To provide further recommendations for clinicians, much more research on people from sexual and gender minorities is required, Dickstein says. “It’s difficult to offer patients advice,” he says. “I can’t say this is the treatment that you should choose because it’s better for having anal receptive intercourse — I seriously do not know.” Evidence for how different treatment approaches might affect problems such as anodyspareunia, for instance, is lacking.

Research into gay, bisexual and other men who have sex with men has been hampered by small sample sizes, says Rosser. The largest such research sample, collected by Rosser in 2019, included 401 people9. “Cancer registries do not routinely collect data on gender diversity and sexuality,” says Ussher. “We don’t know how many people out there with cancer identify as queer, bisexual, gay or lesbian, or who are trans or have an intersex variation.”

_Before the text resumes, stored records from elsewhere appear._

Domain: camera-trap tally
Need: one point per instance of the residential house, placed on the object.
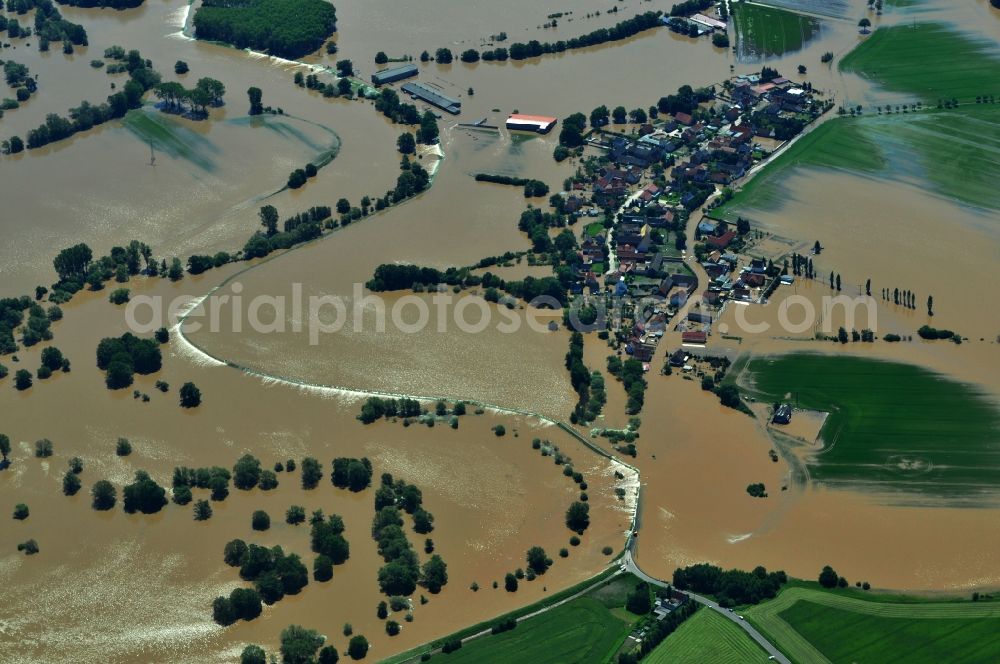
(694, 337)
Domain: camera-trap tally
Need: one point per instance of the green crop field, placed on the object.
(928, 60)
(169, 136)
(708, 637)
(819, 626)
(769, 31)
(892, 427)
(583, 630)
(952, 152)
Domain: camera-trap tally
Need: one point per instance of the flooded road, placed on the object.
(493, 497)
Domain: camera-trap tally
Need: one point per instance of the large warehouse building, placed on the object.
(394, 74)
(432, 96)
(539, 123)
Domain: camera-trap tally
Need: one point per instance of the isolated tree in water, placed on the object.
(269, 219)
(299, 645)
(190, 396)
(828, 578)
(255, 95)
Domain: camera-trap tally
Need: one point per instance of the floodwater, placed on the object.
(493, 497)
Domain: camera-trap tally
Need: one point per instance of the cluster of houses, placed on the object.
(653, 177)
(773, 96)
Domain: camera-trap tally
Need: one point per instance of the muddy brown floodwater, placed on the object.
(126, 588)
(139, 588)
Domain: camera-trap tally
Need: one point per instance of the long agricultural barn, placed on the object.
(540, 123)
(432, 96)
(394, 74)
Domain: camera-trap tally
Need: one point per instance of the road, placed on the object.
(704, 601)
(612, 255)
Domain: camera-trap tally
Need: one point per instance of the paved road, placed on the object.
(744, 625)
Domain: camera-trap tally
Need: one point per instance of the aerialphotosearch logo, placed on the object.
(444, 311)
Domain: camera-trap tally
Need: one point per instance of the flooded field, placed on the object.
(486, 492)
(127, 588)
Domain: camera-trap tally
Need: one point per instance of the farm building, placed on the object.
(432, 96)
(539, 123)
(394, 74)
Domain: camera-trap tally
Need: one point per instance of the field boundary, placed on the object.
(765, 617)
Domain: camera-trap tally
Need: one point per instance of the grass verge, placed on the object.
(708, 637)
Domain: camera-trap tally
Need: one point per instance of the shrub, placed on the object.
(357, 648)
(202, 511)
(119, 296)
(104, 495)
(123, 447)
(828, 578)
(260, 520)
(322, 568)
(71, 484)
(30, 547)
(143, 495)
(190, 395)
(295, 515)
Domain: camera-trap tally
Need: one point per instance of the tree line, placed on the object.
(49, 25)
(142, 77)
(113, 4)
(730, 587)
(285, 28)
(534, 48)
(532, 188)
(207, 91)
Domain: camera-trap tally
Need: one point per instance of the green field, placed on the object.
(954, 153)
(820, 626)
(583, 630)
(892, 427)
(707, 637)
(769, 31)
(928, 60)
(168, 135)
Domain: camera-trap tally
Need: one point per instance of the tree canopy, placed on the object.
(285, 28)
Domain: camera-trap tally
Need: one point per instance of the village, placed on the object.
(646, 193)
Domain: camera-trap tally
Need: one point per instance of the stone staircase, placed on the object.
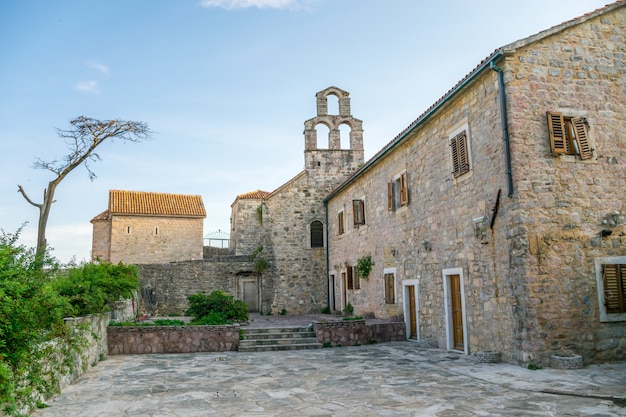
(279, 338)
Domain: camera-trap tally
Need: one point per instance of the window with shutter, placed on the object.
(404, 189)
(390, 296)
(614, 277)
(317, 234)
(460, 157)
(569, 135)
(398, 192)
(358, 211)
(349, 278)
(340, 222)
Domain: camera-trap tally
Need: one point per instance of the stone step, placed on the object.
(280, 338)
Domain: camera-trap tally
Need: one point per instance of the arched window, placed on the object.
(317, 234)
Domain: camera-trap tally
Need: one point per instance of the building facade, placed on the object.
(496, 220)
(146, 228)
(285, 229)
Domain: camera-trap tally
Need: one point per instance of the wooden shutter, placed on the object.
(581, 137)
(340, 222)
(404, 190)
(460, 158)
(390, 297)
(349, 278)
(556, 129)
(358, 209)
(614, 288)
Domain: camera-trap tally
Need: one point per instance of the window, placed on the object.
(614, 280)
(460, 154)
(390, 288)
(611, 284)
(358, 209)
(317, 234)
(398, 192)
(568, 135)
(353, 281)
(340, 222)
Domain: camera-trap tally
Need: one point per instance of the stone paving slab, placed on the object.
(391, 380)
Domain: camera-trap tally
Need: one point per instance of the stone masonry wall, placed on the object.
(565, 203)
(435, 231)
(172, 339)
(165, 287)
(154, 239)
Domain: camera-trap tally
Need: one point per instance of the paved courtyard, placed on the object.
(391, 379)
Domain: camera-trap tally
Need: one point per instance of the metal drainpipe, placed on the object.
(327, 260)
(505, 129)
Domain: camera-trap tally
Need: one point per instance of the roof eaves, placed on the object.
(419, 121)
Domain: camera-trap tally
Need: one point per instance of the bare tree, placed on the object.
(82, 139)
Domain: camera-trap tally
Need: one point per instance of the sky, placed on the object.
(225, 85)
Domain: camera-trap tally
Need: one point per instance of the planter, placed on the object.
(488, 356)
(566, 361)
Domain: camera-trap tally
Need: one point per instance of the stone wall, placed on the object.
(155, 239)
(165, 287)
(565, 203)
(357, 332)
(528, 276)
(172, 339)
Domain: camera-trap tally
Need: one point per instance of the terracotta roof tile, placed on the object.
(105, 215)
(253, 195)
(156, 204)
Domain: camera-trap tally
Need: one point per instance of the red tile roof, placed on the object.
(155, 204)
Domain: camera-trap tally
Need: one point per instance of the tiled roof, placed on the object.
(155, 204)
(483, 65)
(105, 215)
(253, 195)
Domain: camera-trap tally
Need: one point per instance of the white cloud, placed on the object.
(261, 4)
(98, 67)
(88, 87)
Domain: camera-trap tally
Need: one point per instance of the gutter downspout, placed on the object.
(505, 129)
(327, 257)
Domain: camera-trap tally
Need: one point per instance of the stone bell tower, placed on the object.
(333, 160)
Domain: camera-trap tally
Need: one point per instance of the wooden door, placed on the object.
(412, 312)
(250, 292)
(457, 312)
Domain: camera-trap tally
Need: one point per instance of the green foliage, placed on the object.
(348, 309)
(216, 308)
(94, 288)
(166, 322)
(31, 315)
(364, 266)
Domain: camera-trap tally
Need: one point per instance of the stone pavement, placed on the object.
(390, 379)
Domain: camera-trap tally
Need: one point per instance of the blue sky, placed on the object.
(225, 84)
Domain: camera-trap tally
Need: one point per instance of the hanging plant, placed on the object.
(364, 266)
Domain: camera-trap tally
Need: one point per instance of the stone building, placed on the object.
(286, 228)
(142, 228)
(495, 221)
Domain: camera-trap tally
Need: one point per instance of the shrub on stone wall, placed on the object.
(216, 308)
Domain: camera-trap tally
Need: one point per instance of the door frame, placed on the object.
(446, 273)
(407, 314)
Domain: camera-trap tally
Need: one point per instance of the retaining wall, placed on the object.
(172, 339)
(357, 332)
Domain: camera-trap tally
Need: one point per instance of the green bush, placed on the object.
(217, 307)
(94, 288)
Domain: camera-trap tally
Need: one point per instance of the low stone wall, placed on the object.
(172, 339)
(357, 332)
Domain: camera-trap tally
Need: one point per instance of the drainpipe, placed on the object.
(327, 259)
(505, 129)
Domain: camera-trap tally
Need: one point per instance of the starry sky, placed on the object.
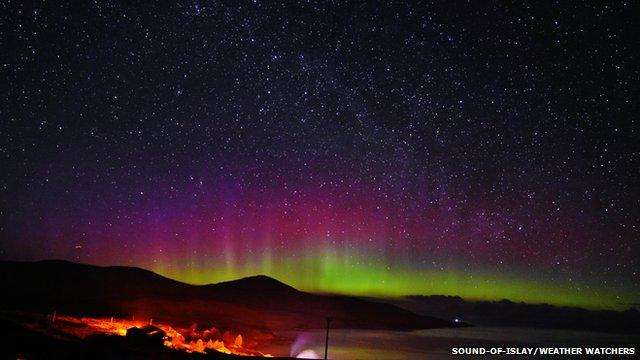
(463, 148)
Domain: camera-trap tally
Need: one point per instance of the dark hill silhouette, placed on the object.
(257, 302)
(508, 313)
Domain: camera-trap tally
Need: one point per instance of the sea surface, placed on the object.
(438, 343)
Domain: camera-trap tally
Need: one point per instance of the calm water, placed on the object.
(437, 343)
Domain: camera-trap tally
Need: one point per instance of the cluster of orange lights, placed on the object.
(189, 340)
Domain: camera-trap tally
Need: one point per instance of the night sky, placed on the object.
(487, 151)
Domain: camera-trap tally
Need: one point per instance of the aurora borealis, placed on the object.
(363, 149)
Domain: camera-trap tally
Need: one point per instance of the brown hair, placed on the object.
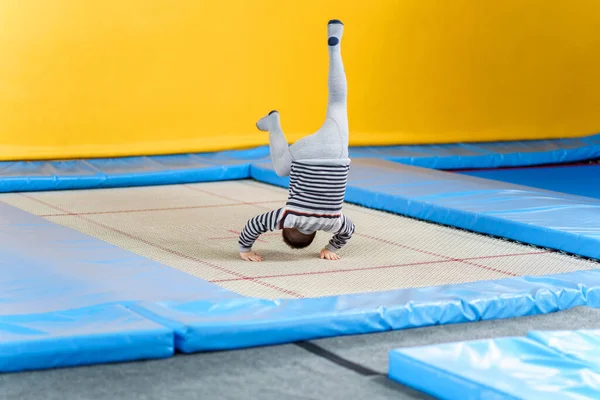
(296, 239)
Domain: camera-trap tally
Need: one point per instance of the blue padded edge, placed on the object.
(503, 368)
(247, 322)
(487, 155)
(582, 345)
(31, 176)
(92, 335)
(573, 179)
(548, 219)
(205, 167)
(65, 303)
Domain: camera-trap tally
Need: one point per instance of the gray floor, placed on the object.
(279, 372)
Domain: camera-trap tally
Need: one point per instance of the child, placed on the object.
(318, 169)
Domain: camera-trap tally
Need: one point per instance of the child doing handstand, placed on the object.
(318, 168)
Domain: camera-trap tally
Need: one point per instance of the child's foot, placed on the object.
(335, 31)
(251, 256)
(263, 123)
(327, 254)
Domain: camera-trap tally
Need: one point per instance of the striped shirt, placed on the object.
(315, 200)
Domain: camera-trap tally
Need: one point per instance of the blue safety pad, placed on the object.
(535, 216)
(487, 155)
(119, 172)
(247, 322)
(576, 179)
(235, 164)
(92, 335)
(505, 368)
(63, 293)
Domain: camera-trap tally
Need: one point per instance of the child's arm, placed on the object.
(343, 236)
(256, 226)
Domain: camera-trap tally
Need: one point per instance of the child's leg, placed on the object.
(278, 145)
(331, 140)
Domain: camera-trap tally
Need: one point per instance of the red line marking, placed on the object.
(442, 256)
(336, 271)
(389, 242)
(231, 198)
(166, 249)
(154, 209)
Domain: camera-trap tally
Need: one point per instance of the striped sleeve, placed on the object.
(340, 239)
(256, 227)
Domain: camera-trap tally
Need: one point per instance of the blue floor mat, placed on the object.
(545, 365)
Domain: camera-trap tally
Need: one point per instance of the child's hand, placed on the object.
(329, 255)
(251, 256)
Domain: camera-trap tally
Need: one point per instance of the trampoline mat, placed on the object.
(195, 227)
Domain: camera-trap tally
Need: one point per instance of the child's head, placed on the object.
(296, 239)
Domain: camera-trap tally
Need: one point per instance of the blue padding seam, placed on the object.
(23, 176)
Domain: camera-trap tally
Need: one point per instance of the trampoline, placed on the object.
(194, 228)
(110, 260)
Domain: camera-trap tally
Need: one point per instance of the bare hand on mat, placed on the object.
(251, 256)
(329, 255)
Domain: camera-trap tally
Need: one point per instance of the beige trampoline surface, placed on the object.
(195, 228)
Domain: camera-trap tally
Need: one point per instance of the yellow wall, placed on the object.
(82, 78)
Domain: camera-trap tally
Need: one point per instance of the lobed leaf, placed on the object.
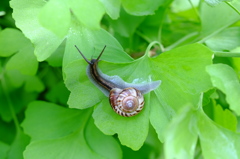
(63, 133)
(224, 78)
(144, 7)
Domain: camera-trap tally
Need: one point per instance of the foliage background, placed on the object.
(49, 108)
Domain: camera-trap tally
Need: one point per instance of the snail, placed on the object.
(126, 99)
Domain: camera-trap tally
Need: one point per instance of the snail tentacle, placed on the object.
(126, 99)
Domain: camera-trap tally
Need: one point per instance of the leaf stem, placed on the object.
(6, 94)
(185, 38)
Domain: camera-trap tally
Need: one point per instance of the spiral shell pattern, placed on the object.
(126, 102)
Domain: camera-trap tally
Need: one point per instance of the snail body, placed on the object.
(126, 99)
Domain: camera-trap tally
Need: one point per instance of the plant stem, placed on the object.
(9, 102)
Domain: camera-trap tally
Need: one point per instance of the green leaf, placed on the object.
(181, 135)
(112, 7)
(18, 146)
(183, 75)
(91, 43)
(224, 78)
(132, 131)
(64, 133)
(228, 39)
(225, 118)
(11, 41)
(126, 25)
(93, 134)
(215, 2)
(55, 16)
(144, 7)
(3, 149)
(26, 12)
(92, 8)
(217, 142)
(28, 64)
(55, 97)
(159, 117)
(223, 16)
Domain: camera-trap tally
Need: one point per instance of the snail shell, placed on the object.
(126, 102)
(125, 98)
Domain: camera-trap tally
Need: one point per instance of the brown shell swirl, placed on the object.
(126, 102)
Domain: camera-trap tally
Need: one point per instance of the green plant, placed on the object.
(50, 109)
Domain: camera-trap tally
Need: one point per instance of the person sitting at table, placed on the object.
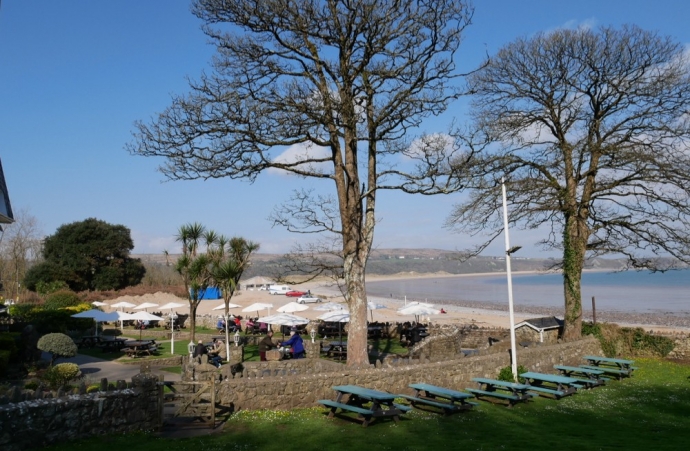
(249, 327)
(214, 355)
(200, 350)
(266, 344)
(295, 342)
(220, 325)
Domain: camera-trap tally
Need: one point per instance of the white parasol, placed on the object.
(145, 306)
(145, 316)
(328, 306)
(171, 306)
(292, 307)
(257, 307)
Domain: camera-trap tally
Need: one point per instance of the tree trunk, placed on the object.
(574, 246)
(356, 296)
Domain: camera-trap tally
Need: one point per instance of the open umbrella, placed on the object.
(145, 316)
(95, 314)
(337, 316)
(418, 310)
(328, 306)
(222, 306)
(171, 306)
(123, 304)
(100, 316)
(145, 306)
(257, 307)
(292, 307)
(284, 319)
(371, 305)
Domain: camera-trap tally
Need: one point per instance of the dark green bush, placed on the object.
(61, 375)
(61, 299)
(506, 374)
(4, 361)
(9, 341)
(58, 345)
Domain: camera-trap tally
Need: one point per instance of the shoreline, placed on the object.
(459, 312)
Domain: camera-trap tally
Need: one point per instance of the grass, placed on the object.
(648, 411)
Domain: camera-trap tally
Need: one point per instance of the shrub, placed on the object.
(8, 342)
(506, 374)
(4, 361)
(61, 299)
(60, 375)
(58, 345)
(45, 288)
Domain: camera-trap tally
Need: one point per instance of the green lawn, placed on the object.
(650, 411)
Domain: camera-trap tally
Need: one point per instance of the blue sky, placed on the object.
(76, 74)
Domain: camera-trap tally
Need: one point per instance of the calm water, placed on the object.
(630, 291)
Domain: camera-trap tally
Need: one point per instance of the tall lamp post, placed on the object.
(509, 251)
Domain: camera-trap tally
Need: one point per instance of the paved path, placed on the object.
(95, 369)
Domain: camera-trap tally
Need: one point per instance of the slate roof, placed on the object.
(543, 323)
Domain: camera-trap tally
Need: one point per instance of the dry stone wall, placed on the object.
(39, 422)
(304, 390)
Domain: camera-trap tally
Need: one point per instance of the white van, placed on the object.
(278, 289)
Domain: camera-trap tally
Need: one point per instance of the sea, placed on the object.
(641, 292)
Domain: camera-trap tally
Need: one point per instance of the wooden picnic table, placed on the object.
(619, 367)
(586, 376)
(551, 384)
(113, 344)
(353, 398)
(511, 392)
(138, 348)
(449, 401)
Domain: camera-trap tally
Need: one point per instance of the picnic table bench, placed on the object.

We still have a long way to go, says Rosser — not just in terms of research, but also in educating patients and clinicians on how to communicate with each other about sexual orientation and practices. “This might take a while,” he says. But it is essential that prostate-cancer treatment is tailored to each person’s needs. Equitable care does not mean treating everyone the same, Dowsett says, and any clinician who holds that opinion is wrong. “You can still treat people fairly and equally, but must recognize differences that require different responses.”